今日は與謝野晶子の「晶子詩篇全集」を公開します。縦書き表示で全文読めますよ。
 
 
今回から10回くらいに分けて、「晶子詩篇全集」を一つ一つ掲載してゆこうと思います。僕は今回、この詩篇全集をはじめて読むのですが、素晴らしい詩集ですねこれは。家の天井裏に鼠が住んでいると。それがどうも福の神のように思われていると。日本のむかしばなしみたいですね。「感情的になるな」と言われがちな現代社会において、こういう素のままの気持ちに触れられる詩集は良いもんだ、と思うんですが、いかがでしょうか。
 
 
秋、露霜(つゆしも)にうたれてコスモスや雑草が哀れであると。
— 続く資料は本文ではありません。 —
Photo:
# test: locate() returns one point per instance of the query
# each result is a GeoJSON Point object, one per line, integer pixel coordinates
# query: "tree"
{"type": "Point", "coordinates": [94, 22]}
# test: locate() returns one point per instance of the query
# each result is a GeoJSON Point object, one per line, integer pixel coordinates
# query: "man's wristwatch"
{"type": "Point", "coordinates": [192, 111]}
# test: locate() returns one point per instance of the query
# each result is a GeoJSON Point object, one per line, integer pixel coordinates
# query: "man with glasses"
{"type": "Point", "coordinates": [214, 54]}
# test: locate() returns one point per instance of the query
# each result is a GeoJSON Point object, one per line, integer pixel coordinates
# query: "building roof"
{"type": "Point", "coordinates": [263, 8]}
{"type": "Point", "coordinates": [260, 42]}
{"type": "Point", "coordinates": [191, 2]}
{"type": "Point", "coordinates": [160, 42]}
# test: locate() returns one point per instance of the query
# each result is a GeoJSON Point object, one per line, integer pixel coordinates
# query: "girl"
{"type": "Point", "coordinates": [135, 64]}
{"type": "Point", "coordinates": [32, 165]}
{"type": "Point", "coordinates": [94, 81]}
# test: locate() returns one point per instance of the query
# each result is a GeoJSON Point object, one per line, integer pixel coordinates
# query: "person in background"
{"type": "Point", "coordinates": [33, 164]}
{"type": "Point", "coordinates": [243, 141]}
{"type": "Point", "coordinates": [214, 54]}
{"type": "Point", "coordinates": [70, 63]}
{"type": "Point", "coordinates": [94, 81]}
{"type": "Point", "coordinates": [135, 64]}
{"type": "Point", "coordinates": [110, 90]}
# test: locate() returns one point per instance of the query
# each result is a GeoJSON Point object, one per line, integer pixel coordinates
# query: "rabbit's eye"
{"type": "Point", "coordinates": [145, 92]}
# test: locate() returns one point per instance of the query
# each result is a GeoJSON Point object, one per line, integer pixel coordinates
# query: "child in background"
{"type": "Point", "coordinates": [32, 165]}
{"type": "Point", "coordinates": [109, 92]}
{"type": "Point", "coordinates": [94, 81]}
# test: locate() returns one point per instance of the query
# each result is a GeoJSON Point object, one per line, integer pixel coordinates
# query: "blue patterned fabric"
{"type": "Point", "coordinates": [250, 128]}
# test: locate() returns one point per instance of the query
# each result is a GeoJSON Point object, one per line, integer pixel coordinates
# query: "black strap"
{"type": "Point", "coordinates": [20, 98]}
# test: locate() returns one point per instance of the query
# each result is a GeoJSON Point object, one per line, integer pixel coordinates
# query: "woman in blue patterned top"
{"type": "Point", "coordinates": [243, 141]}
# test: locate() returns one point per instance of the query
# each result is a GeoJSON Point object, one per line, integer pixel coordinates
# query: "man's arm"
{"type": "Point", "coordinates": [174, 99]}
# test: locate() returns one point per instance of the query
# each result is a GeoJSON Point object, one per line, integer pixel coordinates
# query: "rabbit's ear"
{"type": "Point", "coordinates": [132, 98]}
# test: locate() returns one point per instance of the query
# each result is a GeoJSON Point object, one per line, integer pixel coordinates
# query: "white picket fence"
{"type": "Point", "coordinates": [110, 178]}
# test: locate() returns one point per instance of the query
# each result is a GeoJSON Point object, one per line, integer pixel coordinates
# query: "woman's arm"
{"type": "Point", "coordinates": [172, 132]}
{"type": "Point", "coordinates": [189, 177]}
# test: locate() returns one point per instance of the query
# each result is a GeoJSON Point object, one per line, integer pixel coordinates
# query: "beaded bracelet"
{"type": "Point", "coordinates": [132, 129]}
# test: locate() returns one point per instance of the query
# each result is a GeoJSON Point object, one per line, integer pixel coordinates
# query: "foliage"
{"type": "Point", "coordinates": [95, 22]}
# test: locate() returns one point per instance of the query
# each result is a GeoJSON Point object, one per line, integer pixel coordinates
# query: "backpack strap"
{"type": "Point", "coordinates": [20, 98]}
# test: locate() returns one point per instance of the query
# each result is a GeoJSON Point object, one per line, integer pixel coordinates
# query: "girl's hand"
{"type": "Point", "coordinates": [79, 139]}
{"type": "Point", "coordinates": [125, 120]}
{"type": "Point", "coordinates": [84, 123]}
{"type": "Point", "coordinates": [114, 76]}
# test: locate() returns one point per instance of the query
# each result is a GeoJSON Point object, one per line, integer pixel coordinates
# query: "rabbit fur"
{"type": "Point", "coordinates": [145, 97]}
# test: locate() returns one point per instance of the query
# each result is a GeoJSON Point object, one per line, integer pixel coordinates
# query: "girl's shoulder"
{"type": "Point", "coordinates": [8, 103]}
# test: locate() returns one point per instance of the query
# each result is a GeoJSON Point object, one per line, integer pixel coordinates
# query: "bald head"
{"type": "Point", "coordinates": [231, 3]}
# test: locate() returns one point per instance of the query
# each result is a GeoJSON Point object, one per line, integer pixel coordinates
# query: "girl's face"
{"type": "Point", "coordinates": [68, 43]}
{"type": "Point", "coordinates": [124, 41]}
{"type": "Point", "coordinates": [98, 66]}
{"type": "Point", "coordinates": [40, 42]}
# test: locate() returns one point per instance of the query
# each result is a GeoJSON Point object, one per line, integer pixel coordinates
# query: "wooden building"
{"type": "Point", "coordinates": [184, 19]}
自然な気持ちでコスモスに心を重ねている。気持ちが開いている、というのが感じられる詩集です。ぼくは文学を専門的に学ぶ機会が無かったので、今こうして生まれてはじめて晶子詩篇全集を読めるので、これは嬉しいなあと思うんですが。おそらくかつて読んだことがあってひさしぶりに読んでみても、やはり良いものは良いのではないかと思います。言葉づかいが美しい音楽のようにはずんでいるように思えます。与謝野晶子はこう記します。
 
 

    唯だ一事の知りたさに
    彼れを読み、其れを読み、
    われ知らず夜を更かし、
    取り散らす数数の書の
    座を繞(めぐ)る古き巻巻(まきまき)。
 
  
音として捉えても、すでに美しい詩篇です。
これは現代人でも「判る!」と思うんじゃ無いでしょうか。知りたいことがあってそれを知ろうとしていろいろしているんだけれども、それを探している時にすでに心おどっていると。すてきな詩篇です。